Bülent Aydoğdu (Kanal D polis muhabiri, 26 yaşında, 5 yıldır haberci)
31 Aralık 2000 gecesi kameraman arkadaşımla çalışıyorduk. Taksim Meydanı'ndan iyi görüntü almak için The Marmara Oteli'nden izin aldık. İkinci katındaki terastan çekim yapıyorduk. Otele yakın bir alanda eğlenen 25-30 kişilik bir grup vardı. Yaşları 15-25 arasında değişiyordu, bira içiyorlardı. Bir ara biz kameraman arkadaşımla onları çekmeye başladık çünkü çok hareketliydiler. Kameranın ışığı onlara dönünce agresifleştiler. Bağırıp küfür etmeye başladılar. Biz çekmeye devam edince ellerindeki maytapları, bira kutularını üstümüze atmaya başladılar. "Aşağıya inince sizi öldüreceğiz, inin aşağı" diye bağırıyorlardı. Olay büyümesin diye bir süre sonra balo salonunda eğlenenleri çekmek için içeriye girdik. İşimiz bitince de çıkmak için otelin lobisine geldik. Bir baktık ki, otelin camları aşağı inmiş, çevik kuvvet ekipleri gelmişti. Az önce tartıştığımız gençler bir yandan taş atıyor, bir yandan da "Çıkın dışarı" diye bağırıyorlardı. Çıkan kameramanlara da saldırıyorlardı. Herhalde biz çıkmayınca oteli taşlamaya başladılar. O anda olayın bu kadar büyük olduğunun da farkında değildik. İş yerine dönüp haberimizi hazırladık. Ertesi gün haber bültenlerinde, neredeyse bütün gazetelerin manşetlerinde bu olay vardı. Sosyologlara, psikologlara sormuşlardı. Ve bu basit olay yoksul kesimin, içeride eğlenenlere tepkisi olarak yorumlanmıştı. İnanamadık. Olay günlerce konuşuldu, açık oturumlarda sosyologlar fikir beyan etti. İş o kadar çığırından çıkmıştı ki, kimseye bir şey söyleyemedik. Biz de şaşkındık. Çekim yaptığımız için olay çıkaran birkaç içkili gencin tepkisi farklı yorumlanmıştı. Zaten otelde onları tahrik edecek hiçbir şey yoktu. Eğlenenler dışarıdan görünmüyordu ki. Otele bakınca boş bir lobi görünüyordu. Onların hedefi bizdik. Ama biz de böyle bir şeyi tahmin edemedik. Kendi müdürüme bile bu olayı ancak iki yıl sonra anlattım.
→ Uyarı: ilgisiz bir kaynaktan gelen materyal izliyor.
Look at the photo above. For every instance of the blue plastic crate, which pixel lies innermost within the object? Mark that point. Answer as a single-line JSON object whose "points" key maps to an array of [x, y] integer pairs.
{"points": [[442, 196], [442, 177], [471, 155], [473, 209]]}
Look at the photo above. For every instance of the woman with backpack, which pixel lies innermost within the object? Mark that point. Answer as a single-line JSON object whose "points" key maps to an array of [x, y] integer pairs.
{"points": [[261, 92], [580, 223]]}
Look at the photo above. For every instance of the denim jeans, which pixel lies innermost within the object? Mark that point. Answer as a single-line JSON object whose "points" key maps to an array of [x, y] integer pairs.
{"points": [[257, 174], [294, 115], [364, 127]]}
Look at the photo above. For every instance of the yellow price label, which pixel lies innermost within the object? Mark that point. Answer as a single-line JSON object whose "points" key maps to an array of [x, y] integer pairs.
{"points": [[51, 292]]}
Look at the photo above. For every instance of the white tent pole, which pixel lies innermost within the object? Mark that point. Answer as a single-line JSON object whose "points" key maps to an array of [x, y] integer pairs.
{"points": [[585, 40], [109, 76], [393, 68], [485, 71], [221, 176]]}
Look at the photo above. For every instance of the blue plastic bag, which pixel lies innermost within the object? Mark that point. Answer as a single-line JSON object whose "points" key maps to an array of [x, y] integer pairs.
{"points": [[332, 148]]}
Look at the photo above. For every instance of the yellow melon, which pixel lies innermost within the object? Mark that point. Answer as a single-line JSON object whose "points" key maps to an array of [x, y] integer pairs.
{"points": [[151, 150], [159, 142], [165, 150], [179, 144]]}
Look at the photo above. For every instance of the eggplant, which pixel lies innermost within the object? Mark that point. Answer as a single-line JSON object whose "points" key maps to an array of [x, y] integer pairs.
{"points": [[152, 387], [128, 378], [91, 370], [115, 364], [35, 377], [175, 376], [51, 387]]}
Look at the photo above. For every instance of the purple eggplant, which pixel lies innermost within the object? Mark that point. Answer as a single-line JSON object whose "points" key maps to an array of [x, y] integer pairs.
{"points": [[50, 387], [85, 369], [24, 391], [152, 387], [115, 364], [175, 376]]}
Travestinin adı diye arkadaşının adını verdi
Haluk Atalay (Milliyet muhabiri, 32 yaşında, 10 yıldır gazeteci)
Mesleğe başladığım yıllarda hangi boyutlara ulaşacağını hesaplamadan, şimdi pişman olduğum bir hata yaptım. Muhabir olan bir arkadaşım bana çok üzüldüğüm bir şaka yaptı. Bunun bedelini ödemeliydi. Birkaç gün sonra bir travesti trafik kazasında hayatını kaybetti. Olay yerine gittim. Travestinin kimliğini ve takma adını polis de öğrenememişti. Oradaki gazeteci arkadaşlara travestinin adını öğrendiğimi söyleyerek arkadaşımın adı ve soyadını verdim. Aklımca onlar da gidip arkadaşımı kızdıracaklar, böylece ben de intikam almış olacaktım. Fakat herkes benim bu bilgiye travestinin arkadaşlarından ulaştığımı düşünmüş, ertesi gün de haber arkadaşımın adıyla çıkmıştı. Şaka yapayım derken istemediğim bir şey olmuştu. İlk günden sonra bir daha yayımlanmaz diye düşündüm. Ama bir hafta sonra bir gazetede travestilerle ilgili bir derleme, yine arkadaşımın adı. Bitmedi. Can Dündar ölen travestiyle ilgili bir deneme kaleme aldı. Bu denemeyi arkadaşımın adıyla kitabında kullandı. Bu kadar tecrübeden sonra ismini kullandığım, pehlivan gibi arkadaşın beni parça parça edeceğinden emindim. Ama isim benzerliği sanıp durumu anlamadı. Bu sırrı uzun süre sakladım, haberi yazan muhabir arkadaşlara da söyleyemedim.